If you want a one-time SAML integration without periodic synchronization, provide only the SAML metadata.

Name : Enter a suitable name for identification.
Type : Select SAML.
Identity Provider Metadata : Paste the SAML metadata XML content downloaded from your IdP.

< Note > AWS SSO Integration

Custom Identity Provider

Use this only for special cases that require an authentication API server.

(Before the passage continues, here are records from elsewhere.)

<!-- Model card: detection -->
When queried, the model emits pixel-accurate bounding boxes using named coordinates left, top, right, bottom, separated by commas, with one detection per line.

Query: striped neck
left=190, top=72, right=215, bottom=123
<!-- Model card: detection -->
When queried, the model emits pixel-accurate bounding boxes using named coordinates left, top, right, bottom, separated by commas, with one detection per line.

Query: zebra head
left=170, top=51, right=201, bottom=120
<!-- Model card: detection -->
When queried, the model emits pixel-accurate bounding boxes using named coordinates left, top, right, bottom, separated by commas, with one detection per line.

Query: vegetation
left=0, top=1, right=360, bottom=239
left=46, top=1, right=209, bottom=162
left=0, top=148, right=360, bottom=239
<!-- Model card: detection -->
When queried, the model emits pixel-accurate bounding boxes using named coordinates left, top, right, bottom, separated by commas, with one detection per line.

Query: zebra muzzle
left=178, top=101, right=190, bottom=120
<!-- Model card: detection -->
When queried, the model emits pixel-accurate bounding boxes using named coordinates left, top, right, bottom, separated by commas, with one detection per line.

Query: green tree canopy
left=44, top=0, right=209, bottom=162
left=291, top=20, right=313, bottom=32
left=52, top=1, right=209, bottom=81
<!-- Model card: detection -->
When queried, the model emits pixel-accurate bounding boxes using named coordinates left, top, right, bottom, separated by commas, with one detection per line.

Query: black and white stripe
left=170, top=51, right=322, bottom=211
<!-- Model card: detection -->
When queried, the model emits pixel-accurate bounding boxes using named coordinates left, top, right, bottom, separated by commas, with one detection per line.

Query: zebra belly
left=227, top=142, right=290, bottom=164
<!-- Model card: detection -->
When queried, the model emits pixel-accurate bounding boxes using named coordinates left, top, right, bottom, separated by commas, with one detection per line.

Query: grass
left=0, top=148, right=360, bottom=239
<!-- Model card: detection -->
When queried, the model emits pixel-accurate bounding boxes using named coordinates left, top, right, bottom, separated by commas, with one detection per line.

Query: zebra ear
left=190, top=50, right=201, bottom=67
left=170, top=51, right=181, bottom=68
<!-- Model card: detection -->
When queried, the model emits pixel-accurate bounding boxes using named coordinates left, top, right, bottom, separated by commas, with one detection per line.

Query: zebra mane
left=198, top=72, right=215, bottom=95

Name : Enter a suitable name for identification.
Type : Select Custom Identity Provider.
API URL : Enter the endpoint URL of your API server.
To run user synchronization, enable Use Synchronization with the Authentication System.

Additional Settings
- Make New Users Inactive by Default : Add newly synchronized users as inactive by default.
  Enable this when you have many users or want to manage QueryPie access individually via authentication.
- Use an Attribute for Privilege Revoke : Revoke privileges based on a specific attribute during synchronization.
  Enable this if you want to automatically revoke DAC privileges based on changes to a specific attribute.
  Enter the attribute name to monitor.
- Enable Attribute Synchronization : Map and synchronize IdP user attributes with QueryPie user attributes.
  Enable this to automatically link attributes managed by the IdP to QueryPie attributes.
  When enabled, an Attribute Mapping UI appears for configuring mappings.
  This applies only to attributes whose Source Priority is set to “Inherit from profile source” in Profile Editor (Admin > General > User Management > Profile Editor).
- Allowed User Deletion Rate Threshold :
  - If the percentage of deleted existing users during synchronization is greater than or equal to this value, the synchronization fails.
  - Enter a value between 0 and 1 (default is 0.1).
    Example: If there are 100 existing users and the threshold is 0.1, synchronization fails when 10 or more users would be deleted.
    When upgrading to 11.3.0 from a version configured before 11.3.0, this value migrates to 1.